Jim Eno: Yeah, it’s great. It definitely keeps things a little bit more cost-effective… But the idea of having infinite studio time is definitely not good also because it removes a well-needed limitation when it comes to record making. You can get in this situation where you just keep going and keep going and spin your wheels a lot. So we try to have deadlines for ourselves and things… Try to be like, “We have to finish the record by here.” And really try to meet those kinds of deadlines.
Right, that pernicious question, how do you know when a song is done.
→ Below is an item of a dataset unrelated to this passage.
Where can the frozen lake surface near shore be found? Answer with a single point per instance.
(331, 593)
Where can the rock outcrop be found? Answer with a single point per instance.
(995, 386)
Earlier, you mentioned this is a time when people really need rock music, and I couldn't agree more. Are there any other contemporary rock bands or rock acts that you've keyed into, whether you're listening to or kind of aware of in the music sphere these days?
Jim Eno: Yeah, I feel like the latest Low record is pretty mind-blowing. And as a producer, that sort of record is very ballsy and it really showcases contrasts in songs and in records where you have this machine-like kind of music with beautiful vocals on top. I feel like that is pretty amazing. And then I’m really into a band called Gustaf. You probably know them, they’re from New York City. Are you familiar with them?
No. I'm going to look them up though.
Jim Eno: Oh boy. Yeah, you need to check them out. They’re a young New York City band, and they remind me of ESG. That all girl band from the ’70s, I guess. They’re really great, and a great live band.
What do you hope listeners take away from Lucifer on the Sofa? And what did you... And I guess, speaking for the band if you can take out from recording and releasing this record?
Jim Eno: I hate to keep coming back to it, but I hope everyone feels the sense of coming out of this time, hopefully getting back to normal and basically using the record as a jumping off point for something positive and something that feels good. For us, it’s a really strong rock n’ roll record, and I feel like that’s definitely what we needed now, and hopefully everyone relates to that.
What are you excited most about Spoon's future?
Jim Eno: More great songs. I just love getting the songs before we record them. It’s a pretty exciting time. It’s sort of the start of the next chapter. It’s like, “Hey, check this out. Let’s see how we’re gonna approach this.” And then it’s like, “Alright, here we go.”
How has your tour been so far? What's it been like to be back out there?
Jim Eno: Oh, it’s been great. We had a little bit of a hiccup with some COVID stuff and delaying some shows, but overall, it’s been amazing! The crowd has reacted really well to the record and the shows have been going great. [Song-wise,] it’s all over the place, actually. We do a lot of old stuff. We try to do songs for the people who have come see us over all this time… Add new things that we haven’t done in a while. So we’re conscious of that.
Does the fact that this is such a rock heavy record give a little bit more of a rock edge to the other songs as well?
Jim Eno: I think so. I think it’s more like a band. You know what I mean? The band is a very strong rock n’ roll band, and I feel like that is making previous songs sound more rock.